Even when the facts were downright depressing, the men and women of Dutch-Paris did not turn away from them. They did not take the bait of happy propaganda. This brings us to

Lesson 10 – “Believe in the truth. To abandon facts is to abandon freedom.”

When the Nazis and their collaborators started rounding up Jews in western Europe and deporting them in 1942, they announced that those men, women and children were being “resettled in the east.” That was enough explanation for most people. “Resettled in the east” sounded like they were going to work on big farms, which didn’t sound so very bad in the context of the war.

But John Weidner and his colleagues in the resistance did not accept the official slogan. They asked what it really meant and found out that being “resettled in the east” meant “going to die in Poland.” That put a whole different light on the matter. “Going to die in Poland” was bad.

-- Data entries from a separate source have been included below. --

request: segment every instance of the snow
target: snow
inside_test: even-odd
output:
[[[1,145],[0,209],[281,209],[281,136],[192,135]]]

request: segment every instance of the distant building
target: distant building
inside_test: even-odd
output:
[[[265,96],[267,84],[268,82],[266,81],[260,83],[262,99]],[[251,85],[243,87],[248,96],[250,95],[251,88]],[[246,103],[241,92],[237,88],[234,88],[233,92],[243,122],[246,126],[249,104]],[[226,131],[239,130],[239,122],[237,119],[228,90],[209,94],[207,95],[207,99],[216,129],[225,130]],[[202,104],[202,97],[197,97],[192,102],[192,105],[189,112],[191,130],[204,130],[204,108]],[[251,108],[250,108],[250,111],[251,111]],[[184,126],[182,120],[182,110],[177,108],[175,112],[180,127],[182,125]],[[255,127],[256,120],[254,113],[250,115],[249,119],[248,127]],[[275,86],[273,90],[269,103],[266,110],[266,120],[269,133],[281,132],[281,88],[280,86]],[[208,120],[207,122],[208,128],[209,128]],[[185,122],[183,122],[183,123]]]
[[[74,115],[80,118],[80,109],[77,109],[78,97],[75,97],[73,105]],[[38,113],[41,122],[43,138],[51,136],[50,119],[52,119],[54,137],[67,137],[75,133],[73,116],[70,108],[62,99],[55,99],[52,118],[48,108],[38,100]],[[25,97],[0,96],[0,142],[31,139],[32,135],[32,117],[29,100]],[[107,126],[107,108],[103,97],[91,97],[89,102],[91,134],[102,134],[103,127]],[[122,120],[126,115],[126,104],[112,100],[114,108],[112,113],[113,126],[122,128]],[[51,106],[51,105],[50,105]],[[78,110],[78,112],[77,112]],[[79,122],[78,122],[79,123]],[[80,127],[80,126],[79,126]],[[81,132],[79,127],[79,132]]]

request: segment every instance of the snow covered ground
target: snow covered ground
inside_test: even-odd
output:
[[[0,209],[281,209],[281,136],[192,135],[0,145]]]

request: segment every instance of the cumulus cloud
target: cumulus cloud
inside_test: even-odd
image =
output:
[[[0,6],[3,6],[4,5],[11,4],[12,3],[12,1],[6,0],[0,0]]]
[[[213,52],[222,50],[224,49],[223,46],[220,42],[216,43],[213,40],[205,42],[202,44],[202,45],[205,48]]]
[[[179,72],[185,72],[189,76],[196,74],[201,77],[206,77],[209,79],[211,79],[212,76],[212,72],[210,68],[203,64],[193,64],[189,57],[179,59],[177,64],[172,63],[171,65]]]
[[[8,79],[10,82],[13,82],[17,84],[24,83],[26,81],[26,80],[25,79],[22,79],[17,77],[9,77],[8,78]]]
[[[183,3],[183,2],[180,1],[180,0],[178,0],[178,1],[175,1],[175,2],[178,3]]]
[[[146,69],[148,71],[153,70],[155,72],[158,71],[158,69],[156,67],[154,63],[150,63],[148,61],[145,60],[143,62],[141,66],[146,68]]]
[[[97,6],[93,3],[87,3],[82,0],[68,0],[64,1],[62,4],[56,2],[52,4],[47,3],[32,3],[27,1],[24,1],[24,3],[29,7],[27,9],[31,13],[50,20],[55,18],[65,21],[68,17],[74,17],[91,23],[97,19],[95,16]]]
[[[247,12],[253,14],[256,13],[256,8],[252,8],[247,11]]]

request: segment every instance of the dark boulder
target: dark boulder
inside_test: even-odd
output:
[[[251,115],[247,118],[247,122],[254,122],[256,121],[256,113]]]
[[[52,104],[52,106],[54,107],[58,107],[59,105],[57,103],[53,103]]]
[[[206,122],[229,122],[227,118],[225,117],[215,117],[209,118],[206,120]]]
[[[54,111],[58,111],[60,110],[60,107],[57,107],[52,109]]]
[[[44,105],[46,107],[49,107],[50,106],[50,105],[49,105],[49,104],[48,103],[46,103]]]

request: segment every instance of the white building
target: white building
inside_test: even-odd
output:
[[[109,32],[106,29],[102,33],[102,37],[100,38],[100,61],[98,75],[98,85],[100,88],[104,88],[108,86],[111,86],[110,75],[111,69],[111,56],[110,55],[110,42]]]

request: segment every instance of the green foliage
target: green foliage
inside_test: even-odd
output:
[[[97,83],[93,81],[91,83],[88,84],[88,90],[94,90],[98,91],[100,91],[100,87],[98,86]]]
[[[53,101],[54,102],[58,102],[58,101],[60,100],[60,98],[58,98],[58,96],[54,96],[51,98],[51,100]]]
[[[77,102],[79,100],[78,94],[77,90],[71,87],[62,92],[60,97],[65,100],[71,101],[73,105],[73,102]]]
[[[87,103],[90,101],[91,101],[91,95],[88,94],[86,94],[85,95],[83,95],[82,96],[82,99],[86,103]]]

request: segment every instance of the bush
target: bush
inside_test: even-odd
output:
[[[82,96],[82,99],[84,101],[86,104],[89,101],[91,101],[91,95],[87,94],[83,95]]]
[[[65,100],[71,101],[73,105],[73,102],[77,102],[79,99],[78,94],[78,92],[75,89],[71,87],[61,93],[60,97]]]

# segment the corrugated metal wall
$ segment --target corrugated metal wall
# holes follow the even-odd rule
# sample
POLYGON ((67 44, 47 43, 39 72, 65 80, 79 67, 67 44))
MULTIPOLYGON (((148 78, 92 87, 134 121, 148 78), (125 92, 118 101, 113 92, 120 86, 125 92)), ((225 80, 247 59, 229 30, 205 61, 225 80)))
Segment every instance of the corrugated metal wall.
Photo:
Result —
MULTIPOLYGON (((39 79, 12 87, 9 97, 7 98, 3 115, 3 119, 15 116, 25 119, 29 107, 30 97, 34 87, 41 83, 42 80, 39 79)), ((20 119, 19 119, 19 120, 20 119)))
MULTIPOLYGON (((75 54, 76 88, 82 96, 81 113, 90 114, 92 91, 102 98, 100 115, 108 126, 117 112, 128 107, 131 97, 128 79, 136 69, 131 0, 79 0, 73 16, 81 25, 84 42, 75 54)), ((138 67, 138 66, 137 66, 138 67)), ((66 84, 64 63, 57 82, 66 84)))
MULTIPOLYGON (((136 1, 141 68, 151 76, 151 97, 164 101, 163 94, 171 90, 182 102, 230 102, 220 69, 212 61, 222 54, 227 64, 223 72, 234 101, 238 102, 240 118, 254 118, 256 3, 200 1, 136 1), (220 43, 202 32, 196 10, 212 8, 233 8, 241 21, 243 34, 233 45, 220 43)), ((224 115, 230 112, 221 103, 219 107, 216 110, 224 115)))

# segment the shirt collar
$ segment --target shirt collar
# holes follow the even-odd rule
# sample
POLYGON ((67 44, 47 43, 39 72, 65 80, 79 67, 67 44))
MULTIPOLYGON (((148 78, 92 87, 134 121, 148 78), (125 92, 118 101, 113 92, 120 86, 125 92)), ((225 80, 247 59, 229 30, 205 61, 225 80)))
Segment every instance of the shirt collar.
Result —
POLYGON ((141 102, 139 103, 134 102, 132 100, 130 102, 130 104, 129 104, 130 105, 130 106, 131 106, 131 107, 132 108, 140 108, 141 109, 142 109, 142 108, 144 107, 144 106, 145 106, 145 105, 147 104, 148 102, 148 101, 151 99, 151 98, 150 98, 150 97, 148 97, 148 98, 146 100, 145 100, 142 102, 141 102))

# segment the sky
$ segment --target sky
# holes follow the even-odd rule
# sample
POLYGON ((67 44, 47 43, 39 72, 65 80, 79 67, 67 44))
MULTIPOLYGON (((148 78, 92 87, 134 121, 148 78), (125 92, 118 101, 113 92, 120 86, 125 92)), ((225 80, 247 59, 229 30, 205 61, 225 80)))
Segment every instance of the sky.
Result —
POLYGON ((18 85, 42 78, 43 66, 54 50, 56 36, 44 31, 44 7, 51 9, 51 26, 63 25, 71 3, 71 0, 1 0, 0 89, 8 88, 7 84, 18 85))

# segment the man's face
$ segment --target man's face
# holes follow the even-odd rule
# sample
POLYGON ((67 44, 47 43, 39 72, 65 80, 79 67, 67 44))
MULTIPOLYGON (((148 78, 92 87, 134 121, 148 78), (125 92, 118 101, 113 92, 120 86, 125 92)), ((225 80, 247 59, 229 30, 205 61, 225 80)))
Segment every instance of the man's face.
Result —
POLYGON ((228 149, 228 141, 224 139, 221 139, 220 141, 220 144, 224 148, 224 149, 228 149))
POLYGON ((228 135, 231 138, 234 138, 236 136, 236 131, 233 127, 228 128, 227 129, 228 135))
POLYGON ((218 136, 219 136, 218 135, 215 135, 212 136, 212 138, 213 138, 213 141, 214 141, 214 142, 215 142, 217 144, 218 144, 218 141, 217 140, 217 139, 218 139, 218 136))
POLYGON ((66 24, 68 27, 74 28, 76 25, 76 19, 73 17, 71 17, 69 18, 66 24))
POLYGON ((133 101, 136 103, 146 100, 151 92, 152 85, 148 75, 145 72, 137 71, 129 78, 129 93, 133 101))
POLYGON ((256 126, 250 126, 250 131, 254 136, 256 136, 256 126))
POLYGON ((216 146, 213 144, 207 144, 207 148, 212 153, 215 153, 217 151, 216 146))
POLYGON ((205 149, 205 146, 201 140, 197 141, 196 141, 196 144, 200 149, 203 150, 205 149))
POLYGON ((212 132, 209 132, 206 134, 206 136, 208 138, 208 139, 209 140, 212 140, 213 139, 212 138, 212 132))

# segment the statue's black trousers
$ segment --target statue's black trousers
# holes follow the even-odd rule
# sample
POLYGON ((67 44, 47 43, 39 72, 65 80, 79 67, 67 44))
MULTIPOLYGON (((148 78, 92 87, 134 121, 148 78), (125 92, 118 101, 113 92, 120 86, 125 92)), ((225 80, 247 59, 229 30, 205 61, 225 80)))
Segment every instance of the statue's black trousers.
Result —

They knew it was bad because they still remembered the truths that everyone accepted in their prewar democracies. According to fascism’s alternate facts, whatever benefited the master race was good. It followed that getting rid of people defined as enemies of that master race was bad. The resisters didn’t buy it. They stuck to the age-old consensus that murder is bad. Seeing the truth of what was happening and the truth of what it meant gave them the clarity of mind and the courage to resist.